The Petition Drive That Helped Change Everything

It was an audacious goal, to be sure. Ten million signatures. Ten million Americans signing a petition in support of credit unions. Today it would be the equivalent of getting everyone in Michigan to agree to something. But that was the plan, and if you're going to dream big, well, go big or go home.

But credit unions weren't so much dreaming as they were attempting to avoid a nightmare that to that point had been their record in the courts and Congress. The year was 1997, and as federal credit unions meet this week it seems a fine time to look back and mark the 15th anniversary of the two-year period that forever changed those little financial co-ops in the U.S.

This week NAFCU will host a couple of thousand folks in Nashville, and the home to country music seems as if it would have been the perfect venue in 1997 for a meeting of credit unions, given how they were feelin' their truck had just broke down and their dog had run off with their best girl.

But instead the news in the U.S. that year had apparently gotten so tough that credit unions had decamped for Vancouver, B.C., about as far as you can get from Washington in the continental U.S. and still find a decent meeting facility.

Bankers & Standing
The focus of the meeting that year was anything but the usual menu of funny or inspiring (or inspiringly funny) keynoters and breakouts on spread management. Earlier that year the U.S. Court of Appeals for the D.C. Circuit had not only ruled that the bankers had standing to sue NCUA over its expanded definition of field of membership, but that the agency had violated the Federal Credit Union Act.

Credit unions had appealed that ruling to the Supreme Court; the bankers were urging the court to reject the appeal (ironically, the Supreme Court would later grant CUs their wish and hear the CU arguments, then rule against credit unions).

Then, as summer grew hotter and a new book about a boy named Harry Potter was being introduced, credit unions were warming up to a new idea of their own: a massive petition drive aimed at sending a message to Congress. (Credit unions had a spotty record when it came to petitions.
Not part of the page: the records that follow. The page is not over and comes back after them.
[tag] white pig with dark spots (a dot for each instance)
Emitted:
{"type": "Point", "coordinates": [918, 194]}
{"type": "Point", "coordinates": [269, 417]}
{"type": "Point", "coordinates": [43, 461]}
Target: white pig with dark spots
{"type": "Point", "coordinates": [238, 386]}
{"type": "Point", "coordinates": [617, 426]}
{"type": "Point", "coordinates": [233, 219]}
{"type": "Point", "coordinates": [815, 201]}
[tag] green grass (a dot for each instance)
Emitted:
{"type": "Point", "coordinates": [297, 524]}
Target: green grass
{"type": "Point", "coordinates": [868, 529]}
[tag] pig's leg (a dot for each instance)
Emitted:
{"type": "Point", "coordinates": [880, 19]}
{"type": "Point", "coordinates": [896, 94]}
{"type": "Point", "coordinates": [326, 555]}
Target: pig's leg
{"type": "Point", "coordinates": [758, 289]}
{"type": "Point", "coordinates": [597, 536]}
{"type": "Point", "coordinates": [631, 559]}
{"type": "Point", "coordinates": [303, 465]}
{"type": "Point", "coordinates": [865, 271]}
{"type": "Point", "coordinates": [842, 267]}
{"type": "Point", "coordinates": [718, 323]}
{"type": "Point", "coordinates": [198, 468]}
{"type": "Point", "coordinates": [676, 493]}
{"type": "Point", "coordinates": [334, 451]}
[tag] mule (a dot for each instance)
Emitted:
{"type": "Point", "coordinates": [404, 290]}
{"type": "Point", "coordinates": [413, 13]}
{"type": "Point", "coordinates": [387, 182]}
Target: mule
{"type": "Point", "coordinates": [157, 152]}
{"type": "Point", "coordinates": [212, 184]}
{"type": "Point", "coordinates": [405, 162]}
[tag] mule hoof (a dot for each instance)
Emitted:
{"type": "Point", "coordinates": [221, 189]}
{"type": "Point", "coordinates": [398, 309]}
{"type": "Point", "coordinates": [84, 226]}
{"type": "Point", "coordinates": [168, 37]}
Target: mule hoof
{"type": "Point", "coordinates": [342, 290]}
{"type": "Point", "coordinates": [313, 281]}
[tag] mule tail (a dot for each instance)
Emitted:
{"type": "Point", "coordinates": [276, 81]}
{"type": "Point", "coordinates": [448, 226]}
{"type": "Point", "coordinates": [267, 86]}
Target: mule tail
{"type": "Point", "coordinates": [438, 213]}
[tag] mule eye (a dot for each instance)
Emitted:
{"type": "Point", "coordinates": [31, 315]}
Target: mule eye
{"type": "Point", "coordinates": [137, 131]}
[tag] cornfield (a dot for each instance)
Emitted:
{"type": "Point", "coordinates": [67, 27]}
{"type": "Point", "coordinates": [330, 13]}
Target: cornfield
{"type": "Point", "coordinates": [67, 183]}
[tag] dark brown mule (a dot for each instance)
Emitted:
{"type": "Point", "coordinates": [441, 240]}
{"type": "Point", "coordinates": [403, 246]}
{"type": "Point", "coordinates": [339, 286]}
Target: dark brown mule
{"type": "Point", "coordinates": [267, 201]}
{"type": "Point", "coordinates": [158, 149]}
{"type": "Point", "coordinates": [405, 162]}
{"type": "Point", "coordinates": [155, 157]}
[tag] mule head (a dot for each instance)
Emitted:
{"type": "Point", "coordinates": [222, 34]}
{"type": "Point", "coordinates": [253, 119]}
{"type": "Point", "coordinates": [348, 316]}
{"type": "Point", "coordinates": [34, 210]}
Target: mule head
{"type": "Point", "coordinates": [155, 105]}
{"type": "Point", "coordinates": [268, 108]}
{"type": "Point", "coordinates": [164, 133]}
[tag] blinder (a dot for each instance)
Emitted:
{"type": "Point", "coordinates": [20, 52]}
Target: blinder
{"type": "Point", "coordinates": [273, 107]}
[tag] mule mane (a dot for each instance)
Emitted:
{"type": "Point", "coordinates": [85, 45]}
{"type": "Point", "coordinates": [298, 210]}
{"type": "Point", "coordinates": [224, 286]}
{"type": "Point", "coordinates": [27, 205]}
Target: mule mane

Just six years earlier CUs had sent 6.5 million names on petitions to Congress as part of "Operation Grassroots," even though few people in credit unions and even fewer in Congress had any idea what that "operation" was all about.)

Let's Get Codified!
The still-new Credit Union Campaign for Consumer Choice, the shotgun marriage between CUNA and NAFCU that was leading the nascent response to the threat to the future of U.S. CUs, was-you'll be shocked to remember-divided over exactly what those petitions were supposed to say. Some were urging that the language be narrow and specific and push Congress to codify NCUA's multiple group FOM approvals (because nothing motivates Joe Citizen to sign a petition like the burning desire to see something "codified"), while others wanted the petitions to use broader language that called on Congress to "protect and defend credit unions" (the latter would win out).

Some state leagues weren't waiting. Florida, for instance, had gathered 103,000 signatures on petitions by July of 1997. The league held a press conference at which it had a barrel of peanuts on hand to go with its message, "We may be peanuts to banks, but you'd be nuts to ignore us."

It's been a quick 15 years since NAFCU held its convention on the Burrard Inlet in Vancouver amidst one of the most beautiful urban landscapes in the world, yet it's difficult now to recall just how bizarre the credit union landscape had become at the time.

In Pulaski County Circuit Court in Missouri, for instance, two members-that's right, members-filed suit agaist Mid-Missouri CU claiming it had violated the state's FOM statute when it expanded in 1993 to add nine adjacent counties. MMCU said it was "puzzled" by the litigation, especially since it had been four years since it made the move. The plaintiffs' motivation was less puzzling: one member was a former employee who was managing a local Bank of Crocker; the other was believed to be an attorney's wife. All that may seem a bit silly now, but in those days it was all about who had "standing" to file suit.

The Treasury Department had also launched a much-discussed "study" of credit unions, which was still trying to come to terms with the idea of community charters: in the summer of 1997 NCUA had approved 21 such expansions. That Treasury study and those expanded "fields" led to a warning from then NCUA Chairman Norm D'Amours, himself a former congressman, that credit union expansion might mean soon having something in common with their Canadian hosts-no more tax exemption.

It's A Cliche For A Reason
Proving there's a reason "what goes around, comes around" is in the cliché Hall of Fame, at that 1997 annual meeting NAFCU announced that in 1998 it would be holding its convention in Nashville at the same hotel where they are meeting again this week.

Now in 2012, federal CUs are again on a losing streak in Congress (a decade long and counting), this time on the issue of expanded member business lending.

Maybe someone should start a petition.